Sanghera admits this is a risk, but she is adamant it is the fault of the people who don’t oppose “honour violence” strongly enough. “I’m tired of saying cultural acceptance does not mean this is acceptable. It’s not part of my or anyone’s culture to be abused.”
• Shame Travels is published by Hodder & Stoughton, £18.99.
A parent’s instinct is to protect his/her child(ren) if this instinct fails then they are committing child abuse. These girls forced into what is often violent marriages need to be, like all other children being abused, protected by law. I salute the people campaigning for these laws – and doing so much more for these girls.
I think half the battle has been that the public cannot believe such abuse does take place each year in Britain. That it must be dramatised. To go against your culture and expose this abuse is a hugely brave thing to do, especially when honour killings are taking place in these same communities.
Jane, interesting article.
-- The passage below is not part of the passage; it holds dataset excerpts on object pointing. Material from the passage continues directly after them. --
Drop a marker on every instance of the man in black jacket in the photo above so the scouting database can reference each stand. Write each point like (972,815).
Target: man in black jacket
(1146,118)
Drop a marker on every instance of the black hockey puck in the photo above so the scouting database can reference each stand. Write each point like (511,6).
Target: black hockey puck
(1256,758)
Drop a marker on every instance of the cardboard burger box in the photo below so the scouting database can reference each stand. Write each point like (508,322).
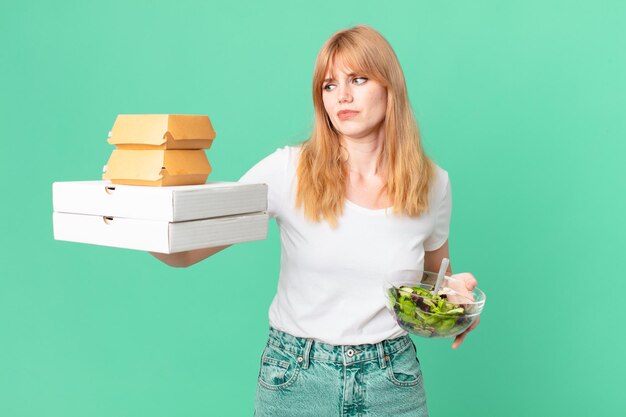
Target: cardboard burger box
(159,219)
(159,149)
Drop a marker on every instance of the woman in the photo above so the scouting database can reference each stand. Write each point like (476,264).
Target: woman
(353,203)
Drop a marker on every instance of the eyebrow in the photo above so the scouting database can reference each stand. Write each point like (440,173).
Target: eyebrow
(349,75)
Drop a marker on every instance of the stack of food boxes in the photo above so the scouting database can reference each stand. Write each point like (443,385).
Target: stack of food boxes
(154,197)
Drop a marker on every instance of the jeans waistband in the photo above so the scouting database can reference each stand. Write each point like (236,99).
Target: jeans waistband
(306,348)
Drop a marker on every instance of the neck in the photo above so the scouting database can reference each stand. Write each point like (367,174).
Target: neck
(363,153)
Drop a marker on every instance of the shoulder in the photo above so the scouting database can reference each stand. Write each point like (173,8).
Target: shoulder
(441,181)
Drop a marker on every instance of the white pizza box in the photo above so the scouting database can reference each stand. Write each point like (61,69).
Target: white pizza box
(160,235)
(173,204)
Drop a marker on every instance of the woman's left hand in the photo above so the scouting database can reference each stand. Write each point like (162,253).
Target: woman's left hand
(470,283)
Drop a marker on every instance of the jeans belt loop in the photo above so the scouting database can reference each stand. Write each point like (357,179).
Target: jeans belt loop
(382,357)
(307,350)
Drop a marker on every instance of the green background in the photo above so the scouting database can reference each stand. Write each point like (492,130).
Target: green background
(522,102)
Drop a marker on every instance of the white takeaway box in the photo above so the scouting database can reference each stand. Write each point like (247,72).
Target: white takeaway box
(159,219)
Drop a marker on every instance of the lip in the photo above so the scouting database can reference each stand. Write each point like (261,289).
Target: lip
(347,114)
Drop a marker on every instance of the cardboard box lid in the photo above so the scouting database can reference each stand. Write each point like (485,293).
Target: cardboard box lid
(153,165)
(174,204)
(166,131)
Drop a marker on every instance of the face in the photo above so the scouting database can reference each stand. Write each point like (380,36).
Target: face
(365,98)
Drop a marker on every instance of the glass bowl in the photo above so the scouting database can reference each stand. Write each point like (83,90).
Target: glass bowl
(416,310)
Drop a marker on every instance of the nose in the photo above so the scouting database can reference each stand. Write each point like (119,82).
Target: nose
(345,95)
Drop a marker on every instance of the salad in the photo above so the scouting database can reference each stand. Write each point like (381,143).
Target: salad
(418,311)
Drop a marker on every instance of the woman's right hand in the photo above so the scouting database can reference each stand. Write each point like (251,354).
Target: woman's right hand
(187,258)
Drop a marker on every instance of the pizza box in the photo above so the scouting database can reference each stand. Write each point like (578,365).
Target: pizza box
(160,235)
(171,204)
This sort of thing (forced marriage and domestic abuse) is rampant among certain segments of the Asian community, although I personally only know of one individual who faced a similar situation – she was from a Sikh family, someone who was at uni with me. All the Indians and Pakistanis that I know are of the “respect the individual” type, although the inclination to respond to “what will people (ie in our community) think?” is one that runs through the psyche’s of most all Asians of the older generation.
One often finds that people in the subcontinent (well middle class people anyway) have progressed in their views whereas people who emigrated stay put in the same mindset they experienced when they left.
Thank you so much for your input Poonam. This is something I wouldn’t have thought existed in the culture of westernised Asians living in the UK. I haven’t met any Asians who would think this is in any way acceptable. That it is happening to young girls, some who have been born and raised in the UK, is abhorrent to both Asians and British alike. I think your comment “one often finds that people in the subcontinent (well middle class people anyway) have progressed in their views whereas people who emigrated stay put in the same mindset they experienced when they left” is absolutely right and true of any culture, not just the Asian one. Perhaps it’s something we all tend to do when we find ourselves in a foreign culture – we cling to what we know, when our home country has moved on in ideas and attitudes. Great area for discussion!
This post and the concept of forced marriage illustrate the intersection of cultural beliefs and individual freedoms. Plenty of cultures value society above the individual, but the pressure to conform (albeit intense) is emotional, not physical. Thanks for writing on such an appalling topic that deserves our attention. Like Jane, I’d love to read these books, in book club would be great.
Thanks Linda, the more I think about this subject the more unbelievable it is that a culture can exert such terrible pressure to conform. I think Poonam has identified part of the difficulty – that people emigrating to a new culture take their own with them and cling to it, even when those same customs and behaviours evolve and change back in the home country. A tough issue.
Let’s add these to the next book club list.
Guess I’ve no excuse NOT to check them out!